Impressions de soleil de l’après-midi à la guitare improvisée.
Sous le soleil de Marseille, Hervé Boghossian nous a livré pour le dernier Bandcamp Friday d’avril quelques instantanés de sa composition. On connaît son penchant pour l’improvisation en regard de temps plus longs consacrés à la composition (on attend toujours le “Green Cardigan” en hommage à Jim O’Rourke). C’est ce premier qui est mis en avant sur ce recueil. Le temps libéré, confiné dans le home studio, n’exclut pas pour autant la concentration. C’est bel et bien un exercice demandant engagement, disponibilité et une réflexion tendue dans l’action immédiate. Le cadre est trouvé : une seule prise, deux micros pour huit pièces enregistrées directement, sans édition.

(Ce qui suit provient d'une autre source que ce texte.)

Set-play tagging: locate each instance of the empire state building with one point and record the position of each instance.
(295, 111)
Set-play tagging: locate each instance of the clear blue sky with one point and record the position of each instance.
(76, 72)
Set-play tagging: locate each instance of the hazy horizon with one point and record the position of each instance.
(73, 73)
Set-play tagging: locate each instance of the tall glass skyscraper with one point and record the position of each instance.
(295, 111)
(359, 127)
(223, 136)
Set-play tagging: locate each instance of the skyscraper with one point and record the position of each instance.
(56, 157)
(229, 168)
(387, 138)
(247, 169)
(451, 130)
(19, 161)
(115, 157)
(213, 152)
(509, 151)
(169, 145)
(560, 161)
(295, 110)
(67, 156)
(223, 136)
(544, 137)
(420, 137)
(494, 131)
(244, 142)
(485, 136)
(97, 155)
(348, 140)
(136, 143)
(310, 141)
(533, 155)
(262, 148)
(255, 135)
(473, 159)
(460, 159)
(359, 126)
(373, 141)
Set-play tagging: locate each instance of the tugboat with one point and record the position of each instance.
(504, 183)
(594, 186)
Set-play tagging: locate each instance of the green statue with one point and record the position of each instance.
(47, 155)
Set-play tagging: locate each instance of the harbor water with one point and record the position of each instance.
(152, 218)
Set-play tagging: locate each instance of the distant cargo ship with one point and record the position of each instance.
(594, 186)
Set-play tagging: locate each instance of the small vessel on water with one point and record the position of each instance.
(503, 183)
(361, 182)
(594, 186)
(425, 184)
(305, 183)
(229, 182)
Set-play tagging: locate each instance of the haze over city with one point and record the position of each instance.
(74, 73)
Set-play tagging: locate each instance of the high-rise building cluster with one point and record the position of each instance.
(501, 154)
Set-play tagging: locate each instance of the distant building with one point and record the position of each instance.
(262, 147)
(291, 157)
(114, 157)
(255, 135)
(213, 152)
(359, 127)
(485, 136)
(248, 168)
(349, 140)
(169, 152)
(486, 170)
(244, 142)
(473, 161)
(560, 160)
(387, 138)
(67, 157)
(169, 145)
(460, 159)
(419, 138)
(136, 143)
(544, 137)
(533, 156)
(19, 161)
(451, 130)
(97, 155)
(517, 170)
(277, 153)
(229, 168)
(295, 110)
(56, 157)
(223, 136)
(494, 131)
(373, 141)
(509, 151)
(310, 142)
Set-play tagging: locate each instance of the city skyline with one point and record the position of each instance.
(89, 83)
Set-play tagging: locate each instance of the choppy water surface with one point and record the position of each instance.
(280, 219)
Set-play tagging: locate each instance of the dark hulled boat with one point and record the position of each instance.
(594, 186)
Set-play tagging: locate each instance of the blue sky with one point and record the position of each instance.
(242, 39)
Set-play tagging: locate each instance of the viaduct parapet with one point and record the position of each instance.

Hervé Boghossian nous ouvre les portes de son atelier d’artiste avec ce qu’il faut sans doute prendre pour des œuvres achevées dans leur gangue brute plutôt qu’un catalogue de croquis. Pour autant, on retrouve ça et là toute sa palette, ses influences, ses recherches et marottes.
“Afternoon Sun #1” se compose de riffs et jeux d’écho. Comme souvent, c’est l’occasion, aussi, d’aller chercher des harmoniques.
“Afternoon Sun #2” pourrait être un folk mélodieux mais avec des aspérités, des éclats d’aigus, des pizzicati de (presque contre-)basse.
“Afternoon (no) Sun #3”, sans Soleil donc, se veut plus spartiate avec des échos prononcés.
“Afternoon Sun #4” baigne dans une atmosphère plus sombre, tendue, avec des cordes (qui nous semblent) frappées et toujours une production d’harmoniques qui semblent être l’(un des) objectif(s) à atteindre.
“Afternoon Sun #5” cherche des cordes frisées et sonne comme réalisé à l’aide d’une guitare préparée. C’est un air de guimbarde orientale ou de piano à pouce africain qu’on entend. Le tout prend la forme d’un ensemble percussif étrange, et, pour cet amateur de gamelan, ce n’est sans doute pas un hasard. Les vibrations, plus que les notes, sont patiemment sculptées.
Sur “Afternoon Sun #6 (Rays of Strings)” les cordes paraissent frappées avec un instrument métallique et dégagent un rayonnement d’harmoniques très lumineux. C’est un très beau titre qui tourne la guitare en clavecin. On apprécie aussi les grondement de basse (et les touchers du bois).
Sur “Afternoon Sun #7” on retrouve les influences de toujours, du post-folk (Gastr del Sol, David Grubbs… ) au punk de David Pajo avec ou sans Slint. Sur de belles harmoniques, Hervé laisse s’évanouir les notes, joue des silences. Un toucher plus mat n’annule pas pour autant la présence d’accords couperets.
“Afternoon Sun #8” pourrait être new wave si HB aimait ça. Là encore ce sont plutôt les traces du post-rock, ou punk rock des 90s que l’on retrouve. Hervé creuse les phrases musicales, réintroduit au passage le blues et pour finir joue du folk comme du rock tout en sortant des ornières couplet-refrain.
C’est de la belle ouvrage, un tranche de temps très subjectivé et concentré. Décidément, les après-midi studieuses et rêveuses sont belles du côté de Marseille.
Avec l’aide de Johanna D., calanquiste à l’occasion.
“Afternoon Sun” est sortie numériquement le 2 avril 2021.